Since schools closed two weeks ago, Duane Froese’s daughter has worked with an educational assistant (EA) almost every day using video conferencing.
Froese’s daughter has Rett syndrome, a neurological disorder that affects motor ability. She has worked with her current EA daily in the classroom for the past two years to adapt lesson plans to help her perform on par with the other kids in her Grade 2 class.
“She is nonverbal, she also does not walk, and she has limited hand function,” Froese, who lives in Edmonton, said. “And so the aides really facilitate her learning through adapted communication.”
With recent school closures related to the coronavirus pandemic, those in-class sessions have shifted online. Alberta has moved towards at-home learning for all students, but Froese says the EA has been a vital resource in particular helping his daughter adapt to learning from home.
But that resource may not be there forever.
The cuts were unveiled Saturday by Education Minister Adriana LaGrange, who called them a necessity in the wake of the ongoing novel coronavirus pandemic.
“COVID-19 has changed both how we provide student learning, and the operational needs of the education system,” LaGrange said in a statement.
“I want to stress that this is a temporary arrangement as schools focus on at-home learning. I have full confidence the system will continue to be equipped to successfully deliver our education continuity plan.”
Watch: Alberta announces jump in COVID-19 deaths. Story continues below.
Around $128 million in funding will be cut from Alberta’s K-12 education systems in areas the province deems unessential in terms of remote learning, including support staff such as educational assistants, bus drivers and custodial staff. The Alberta Teachers Association estimates the cuts will lead to 20,000 layoffs of support staff and up to 6,000 substitute teacher layoffs.
In a statement Saturday, Rory Gill, the president of the Alberta division of the Canadian Union of Public Employees, called the cuts “heartbreaking.”
“With a surprise announcement, lacking in detail, on a Saturday afternoon, the Kenney government has just fired thousands of people who look after and educate our kids,” said Gill.
A big challenge
Froese worries that if his daughter’s EA is laid off, their family and the classroom teacher won’t be able to give her the support she needs.
“We’re not professionals in these areas of, you know, special needs learning,” he said. “We’re parents who are well educated — I’m a professor at the university. We should be OK at doing some of this but, I’m finding it a big challenge.”
“We’re not professionals in these areas of, you know, special needs learning.”
He said he has long advocated for his daughter and other disabled kids, but he worries about kids who don’t have a strong parental support system.
“Not all kids have parents who are comfortable advocating on their behalf,” he said. “When you think about the impact of EAs who are helping kids and helping families, not all parents are either going to have the capacity or have the ability to potentially work with the kids in the same way as other families.”
The value of assisted learning
Shelly Moore is a doctoral researcher at the University of British Columbia who specializes in inclusive education. She said her “heart hurts” for the families impacted by the cuts.

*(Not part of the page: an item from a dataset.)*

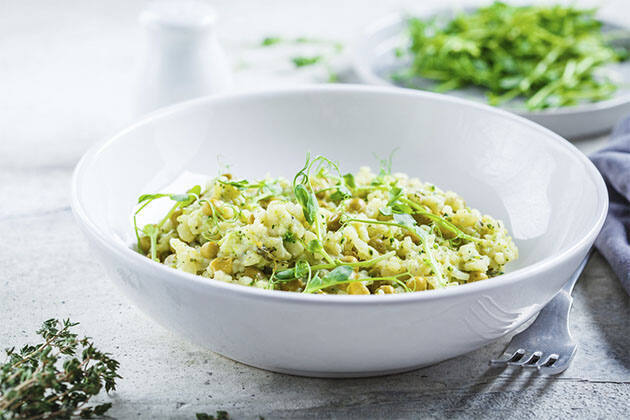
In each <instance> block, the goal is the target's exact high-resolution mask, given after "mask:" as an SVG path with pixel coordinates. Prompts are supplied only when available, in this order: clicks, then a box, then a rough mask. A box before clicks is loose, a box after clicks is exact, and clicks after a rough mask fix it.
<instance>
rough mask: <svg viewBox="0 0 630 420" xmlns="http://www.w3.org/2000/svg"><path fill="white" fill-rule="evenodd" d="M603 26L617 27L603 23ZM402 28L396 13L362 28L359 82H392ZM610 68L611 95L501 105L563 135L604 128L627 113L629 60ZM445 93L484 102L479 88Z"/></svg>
mask: <svg viewBox="0 0 630 420" xmlns="http://www.w3.org/2000/svg"><path fill="white" fill-rule="evenodd" d="M605 29H606V30H608V29H610V30H613V29H620V27H619V26H617V25H614V24H606V25H605ZM406 31H407V24H406V18H405V17H404V16H403V15H399V14H396V15H391V16H389V17H387V18H385V19H383V20H382V21H380V22H377V23H375V24H373V25H371V26H370V27H368V28H367V29H366V30H365V31H364V32H363V34H362V36H361V37H360V38H359V39H358V40H357V42H356V43H355V46H354V51H353V53H354V69H355V71H356V73H357V75H358V76H359V79H360V80H361V81H362V82H363V83H367V84H373V85H384V86H395V85H396V84H395V82H393V81H392V79H391V77H390V76H391V75H392V74H393V73H394V72H396V71H398V70H401V69H404V68H405V67H406V66H407V64H408V63H407V62H405V61H404V59H400V58H397V57H396V54H395V49H396V48H397V47H400V46H404V45H406V44H405V41H406V35H405V34H406ZM610 70H611V72H612V73H613V74H614V78H615V79H616V80H617V81H618V82H619V83H620V84H621V86H620V88H619V89H618V90H617V92H616V93H615V95H614V97H612V98H611V99H608V100H604V101H599V102H594V103H584V104H580V105H576V106H571V107H564V108H556V109H548V110H542V111H527V110H525V109H524V107H523V106H522V104H519V103H518V102H515V103H513V104H510V105H506V106H502V108H504V109H506V110H508V111H511V112H514V113H516V114H518V115H521V116H523V117H525V118H528V119H530V120H532V121H535V122H537V123H539V124H541V125H543V126H545V127H547V128H549V129H551V130H553V131H555V132H556V133H558V134H560V135H561V136H563V137H565V138H576V137H584V136H588V135H593V134H599V133H603V132H606V131H608V130H609V129H610V128H611V127H613V126H614V125H615V124H616V123H617V121H619V120H620V119H621V118H622V117H624V116H626V115H628V114H630V61H625V62H623V63H618V64H614V65H611V66H610ZM427 86H428V84H427ZM446 94H448V95H452V96H457V97H460V98H464V99H470V100H475V101H479V102H484V103H485V102H486V99H485V96H484V94H483V92H482V91H481V90H480V89H466V90H454V91H450V92H447V93H446Z"/></svg>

“The tricky thing about funding cuts in general is that very often some of the most vulnerable learners are the ones that are affected by this,” she said. “And so then to find out on Saturday, but a whole other round of cuts are coming that directly impact kids with disabilities — I really understand why people are upset.”
Moore argued EAs are even more essential in a remote-learning environment in order to help adapt kids to the new learning space and build a bridge between the classroom teachers and parents at home.
“Very often some of the most vulnerable learners are the ones that are affected by this.”
“This is going to put a lot of stress on teachers who just physically don’t have the time to be able to meet all the needs of these kids,” she said. “EAs are critical to this process because they know the kids in the family and they have more time to give to kids and families to give that scaffolding, and translate that classroom curriculum to these remote locations.”
Froese said he’s spoken to other parents of special needs kids in Alberta, and that they are “scrambling” to develop strategies to help their kids learn in the coming months without EAs. He also pointed out many kids who have aids are high risk kids, and they will be even more impacted by the cuts.
“There are kids that need the support and need these connections and need the structure that the EAs can provide to them while they’re transitioning to the home learning environment,” he said. “And without that, I would think a lot of these kids are going to be a little bit rudderless.”
Moore said the best thing parents can do is acknowledge this is a huge change in many ways, and take each day one step at a time for their sake and the sake of their kids.
She said no matter your child’s ability, educating from home can be hard, and it’s OK to put academics on the back burner in favour of keeping kids active, connected and feeling safe.
“The expectation is not that they recreate educational programs for their kids,” she said. “Right now I think it’s really about parents working to support each other to support their kids.”